When it comes to cutting your lawn the most environmentally friendly choice out there is a reel mower. Light weight and fueled by your own two feet and a heartbeat, a properly chosen reel mower will do as good as or a better job than any power lawn mower.
There are a few situations where a reel mower may not be a good idea though. Expansive, half acre yards will take hours to cut and may quickly exhaust the benefits of a reel mower. Rocky, barren lots may also not be the best place to use one. If your lawn has tall, stalky weeds growing in and around it, a reel mower won’t do an optimum job. That’s because the reel mower is designed to actually cut the grass, not tear it away as a power lawn mower does. So when the weeds (or even grass) are too long for the blades to catch as they spin, the tall plants will simply get pushed down and pop up right behind you.
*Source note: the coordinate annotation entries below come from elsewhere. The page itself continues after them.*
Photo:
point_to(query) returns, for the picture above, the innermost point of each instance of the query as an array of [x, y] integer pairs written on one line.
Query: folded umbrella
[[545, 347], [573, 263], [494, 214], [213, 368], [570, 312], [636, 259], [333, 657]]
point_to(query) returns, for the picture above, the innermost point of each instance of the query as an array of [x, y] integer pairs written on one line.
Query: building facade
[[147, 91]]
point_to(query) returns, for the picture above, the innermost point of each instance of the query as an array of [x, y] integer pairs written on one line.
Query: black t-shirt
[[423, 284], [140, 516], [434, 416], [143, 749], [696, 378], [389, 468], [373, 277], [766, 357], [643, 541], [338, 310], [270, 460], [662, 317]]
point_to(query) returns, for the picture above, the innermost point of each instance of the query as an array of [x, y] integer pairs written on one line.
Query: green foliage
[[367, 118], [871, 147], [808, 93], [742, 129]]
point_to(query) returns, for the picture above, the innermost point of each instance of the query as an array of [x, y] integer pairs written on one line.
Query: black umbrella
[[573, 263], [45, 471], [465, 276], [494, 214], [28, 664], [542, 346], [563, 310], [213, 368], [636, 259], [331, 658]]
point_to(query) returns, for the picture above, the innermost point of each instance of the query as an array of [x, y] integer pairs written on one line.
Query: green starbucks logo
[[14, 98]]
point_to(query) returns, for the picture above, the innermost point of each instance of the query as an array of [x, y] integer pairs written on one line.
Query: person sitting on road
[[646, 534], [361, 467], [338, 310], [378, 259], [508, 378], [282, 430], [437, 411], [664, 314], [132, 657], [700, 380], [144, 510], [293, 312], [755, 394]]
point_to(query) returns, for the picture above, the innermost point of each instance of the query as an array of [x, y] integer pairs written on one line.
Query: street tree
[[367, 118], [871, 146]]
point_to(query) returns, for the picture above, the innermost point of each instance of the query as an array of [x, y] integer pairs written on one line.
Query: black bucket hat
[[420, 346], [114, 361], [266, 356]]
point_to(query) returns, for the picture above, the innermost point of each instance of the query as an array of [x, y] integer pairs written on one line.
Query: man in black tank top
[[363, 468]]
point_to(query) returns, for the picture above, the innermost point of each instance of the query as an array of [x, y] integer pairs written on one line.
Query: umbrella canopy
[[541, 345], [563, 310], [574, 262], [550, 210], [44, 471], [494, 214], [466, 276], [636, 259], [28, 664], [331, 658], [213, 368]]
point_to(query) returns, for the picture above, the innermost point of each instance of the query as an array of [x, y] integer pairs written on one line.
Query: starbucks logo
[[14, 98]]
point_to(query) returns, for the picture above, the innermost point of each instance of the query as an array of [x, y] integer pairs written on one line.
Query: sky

This isn’t to say that you can’t tackle weeds in your lawn with a reel mower. Who doesn’t have weeds? And nearly any one can use a reel mower. You just need to bend and pull the weeds out as you go. The more regularly you mow, the stronger your grass will grow and the less room weeds will have to thrive. It just takes a little muscle and attention to remove each weed as they come.
Look for a reel mower that you can push with relative ease. Consider the lay of your yard, your own strength and even the type of grass that you have. Some grasses are actually cut better with heavier reel mowers – such as thick growing Bermuda, Zoysia and St. Augustine. Light weight mowers will just skim over the top of these grass types. Thinner grasses will be handled well with lighter models. Some brands actually have batteries and motors as well, which adds to the weight. Try a reel mower without a motor first before jumping to this type.
The width of your mower will also impact the weight. Do you have a larger lot? Purchasing a wider mower will cut down on mowing time, but will also bump up the weight. Calculate whether a wider, heavier mower will actually cut down on your total mowing time over a thinner, lighter mower that you can push with greater speed.
Choose a reel mower based on the blades as well, as there are a few different options out there. Some have tempered alloy blades that cut with a contact or friction method. You’ll hear a soft tick, tick, tick as you mow. You’ll also need to use the sharpening kit included to perform annual maintenance – usually in about 30 minutes. Other types have hardened steel blades that don’t use the friction method and have no metal-on-metal operation. These can go for up to a decade without sharpening, but will likely need the attention of a lawn mower professional by then.
Work through the different options, designs, weights and widths of reel mowers to choose the brand that’s right for you. Whichever one you pick up, you sure to have a durable, effective and eco-friendly way to trim the grass and get some exercise at the same time.